The message scrawled in pink chalk on the macadam was
KASHWAK=NO-FO
“Does that mean anything to you?” Tom asked.
Clay shook his head. It didn’t, and right now he didn’t care. All he wanted was to get out of the middle of Academy Avenue, where he felt as exposed as an ant in a bowl of rice. It occurred to him, suddenly and not for the first time, that he would sell his soul just to know that his son was okay, and in a place where people weren’t putting guns into the hands of children who were good at video games. It was strange. He’d think he had his priorities settled, that he was dealing with his personal deck one card at a time, and then these thoughts would come, each as fresh and painful as an unsettled grief.
Get out of here, Johnny. You don’t belong here. Not your place, not your time.
The propane trucks were empty and locked, but that was all right; today their luck was running the right way. The keys were hanging on a board in the office, below a sign reading NO TOWING BETWEEN MIDNITE AND 6 AM NO EXEMPTIONS. A tiny propane bottle dangled from each keychain.
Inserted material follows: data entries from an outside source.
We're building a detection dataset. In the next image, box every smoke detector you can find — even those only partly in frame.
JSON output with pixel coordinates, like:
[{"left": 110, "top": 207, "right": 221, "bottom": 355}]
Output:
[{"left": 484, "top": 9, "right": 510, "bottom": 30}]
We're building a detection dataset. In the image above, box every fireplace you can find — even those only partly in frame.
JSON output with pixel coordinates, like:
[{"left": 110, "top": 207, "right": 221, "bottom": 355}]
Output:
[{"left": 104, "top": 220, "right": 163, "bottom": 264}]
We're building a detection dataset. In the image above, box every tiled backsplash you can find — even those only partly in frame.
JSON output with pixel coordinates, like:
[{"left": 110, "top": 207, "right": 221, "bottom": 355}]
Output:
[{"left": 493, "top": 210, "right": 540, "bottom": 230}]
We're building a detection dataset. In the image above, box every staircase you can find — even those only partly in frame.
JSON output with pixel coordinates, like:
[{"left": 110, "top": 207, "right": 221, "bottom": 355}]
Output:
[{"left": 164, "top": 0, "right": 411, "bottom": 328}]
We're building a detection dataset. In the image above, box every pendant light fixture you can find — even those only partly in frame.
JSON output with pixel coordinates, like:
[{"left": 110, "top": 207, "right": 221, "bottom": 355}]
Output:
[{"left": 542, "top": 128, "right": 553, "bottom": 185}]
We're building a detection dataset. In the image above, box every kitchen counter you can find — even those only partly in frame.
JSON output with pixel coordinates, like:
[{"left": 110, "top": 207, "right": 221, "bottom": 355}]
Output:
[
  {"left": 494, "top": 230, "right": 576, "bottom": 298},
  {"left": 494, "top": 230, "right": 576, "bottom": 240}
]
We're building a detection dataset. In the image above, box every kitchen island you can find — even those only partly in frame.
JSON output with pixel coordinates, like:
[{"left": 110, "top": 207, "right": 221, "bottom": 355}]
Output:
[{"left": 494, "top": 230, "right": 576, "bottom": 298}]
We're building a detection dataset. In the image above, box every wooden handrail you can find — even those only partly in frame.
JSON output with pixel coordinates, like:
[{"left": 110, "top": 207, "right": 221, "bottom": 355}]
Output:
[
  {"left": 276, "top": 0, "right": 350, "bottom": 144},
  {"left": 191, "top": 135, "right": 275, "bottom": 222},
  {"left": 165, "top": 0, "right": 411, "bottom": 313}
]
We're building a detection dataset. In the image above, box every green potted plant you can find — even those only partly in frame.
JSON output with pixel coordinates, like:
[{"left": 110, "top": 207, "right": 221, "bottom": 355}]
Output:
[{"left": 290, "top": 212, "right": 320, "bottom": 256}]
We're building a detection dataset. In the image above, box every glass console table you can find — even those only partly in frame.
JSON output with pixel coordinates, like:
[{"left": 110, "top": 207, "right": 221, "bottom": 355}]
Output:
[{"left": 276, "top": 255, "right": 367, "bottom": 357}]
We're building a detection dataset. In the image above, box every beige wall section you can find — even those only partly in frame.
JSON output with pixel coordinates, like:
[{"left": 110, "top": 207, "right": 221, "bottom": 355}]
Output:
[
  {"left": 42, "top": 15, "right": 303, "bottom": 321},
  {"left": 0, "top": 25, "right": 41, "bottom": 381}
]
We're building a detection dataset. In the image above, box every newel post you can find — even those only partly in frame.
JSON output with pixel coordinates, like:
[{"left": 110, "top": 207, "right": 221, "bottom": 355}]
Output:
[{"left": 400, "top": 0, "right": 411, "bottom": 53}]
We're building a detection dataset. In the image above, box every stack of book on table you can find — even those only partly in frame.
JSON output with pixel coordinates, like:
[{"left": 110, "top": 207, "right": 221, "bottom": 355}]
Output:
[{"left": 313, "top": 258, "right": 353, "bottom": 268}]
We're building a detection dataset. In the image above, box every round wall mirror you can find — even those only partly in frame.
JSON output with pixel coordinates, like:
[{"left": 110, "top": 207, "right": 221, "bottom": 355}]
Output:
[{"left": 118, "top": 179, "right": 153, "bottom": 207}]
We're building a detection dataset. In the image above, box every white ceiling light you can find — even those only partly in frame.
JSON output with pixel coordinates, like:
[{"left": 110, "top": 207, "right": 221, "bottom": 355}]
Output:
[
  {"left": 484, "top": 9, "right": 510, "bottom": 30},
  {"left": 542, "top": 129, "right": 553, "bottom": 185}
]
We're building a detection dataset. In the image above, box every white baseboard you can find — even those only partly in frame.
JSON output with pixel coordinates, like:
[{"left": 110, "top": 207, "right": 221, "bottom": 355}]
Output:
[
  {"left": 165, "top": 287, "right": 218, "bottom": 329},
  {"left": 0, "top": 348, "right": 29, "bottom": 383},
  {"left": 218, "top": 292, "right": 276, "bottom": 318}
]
Halfway back to the door, Tom touched Clay’s shoulder.
Two phone-crazies walked up the middle of the street, side by side but by no means in lockstep. One was eating Twinkies from a box of them; his face was lathered with cream, crumbs, and frosting. The other, a woman, was holding a coffee-table-size book out in front of her. To Clay she looked like a choir-member holding an oversize hymnal. On the front there appeared to be a photograph of a collie jumping through a tire swing. The fact that the woman held the book upside down gave Clay some comfort. The vacant, blasted expressions on their faces—and the fact that they were wandering on their own, meaning midday was still a non-flocking time—gave him more. But he didn’t like that book. No, he didn’t like that book at all.